The number of ordinary shares in issue as at 14 August 2019 is 67,203,349. There are no ordinary shares held in Treasury.
The percentage of ordinary shares not in public hands as at 14 August 2019 is 57.99%.
Significant shareholdings as at 14 August 2019 are:
|Name of Shareholder||Ordinary Shares||%|
|Ian Smith, Director of MXC Capital Limited**||10,403,796||15.48%|
|Oak Trust (Guernsey) Limited as Trustee of The MXC Employee Benefit Trust||8,057,677||11.99%|
|Huntress (CI) Nominees Limited||3,262,887||4.86%|
|Peter Rigg, Director of MXC Capital Limited****||249,947||0.37%|
|Paul Guilbert, Director of MXC Capital Limited||40,917||0.06%|
*Tony Weaver holds 11,225,915 ordinary shares personally, 254,830 are held by his Self Invested Pension Plan.
**Ian Smith holds 9,455,005 ordinary shares personally, 948,791 are held by his Self Invested Pension Plan.
**** 54,735 ordinary shares are held by Nicola Rigg, wife of Peter Rigg.
Corporate governance and committees
of the board
The Directors recognise the importance of sound corporate governance and has adopted the new Quoted Companies Alliance Corporate Governance Code (the “QCA Code”). The Corporate Governance Statement explaining how we seek to comply with each of the QCA’s 10 principles can be found in the Company Documents section below.

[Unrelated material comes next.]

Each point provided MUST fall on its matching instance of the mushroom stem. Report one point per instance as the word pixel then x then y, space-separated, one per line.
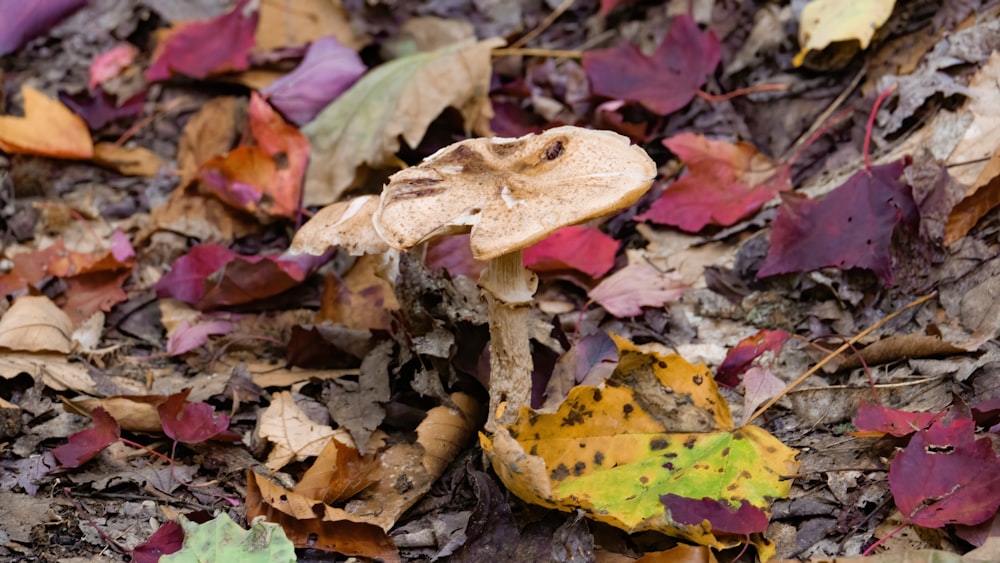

The group holds board meetings periodically as issues arise which require the attention of the board. The board is responsible for the management of the business of the group, setting the strategic direction of the group and establishing the policies of the group. It is the board’s responsibility to oversee and monitor the financial position, the business and the affairs of the group on behalf of the shareholders, to whom the directors are accountable. The primary duty of the board is to act in the best interests of the group at all times. The board also address any issues relating to internal control and the group’s approach to risk management.
The group has also established a remuneration committee (the “Remuneration Committee”) and an audit committee (the “Audit Committee”) with formally delegated duties and responsibilities.
The Remuneration Committee, which comprises Paul Guilbert as Chairman, Peter Rigg and Simon Freer will meet not less than twice each year. The committee is responsible for the review and recommendation of the scale and structure of remuneration for senior management, including any bonus arrangements or the award of share options with due regard to the interests of the shareholders and the performance of the group.
The Audit Committee, which comprises Paul Guilbert as Chairman, Peter Rigg and Simon Freer will meet not less than twice a year. The committee is responsible for making recommendations to the board on the appointment of auditors and the audit fee and for ensuring that the financial performance of the group is properly monitored and reported. In addition, the Audit Committee receive and review reports from management and the auditors relating to the interim report, the annual report and accounts and the internal control systems of the group.
The group has adopted and will operate a share dealing code governing the share dealings in the company’s shares of the board and applicable employees with a view to ensuring compliance with the AIM Rules.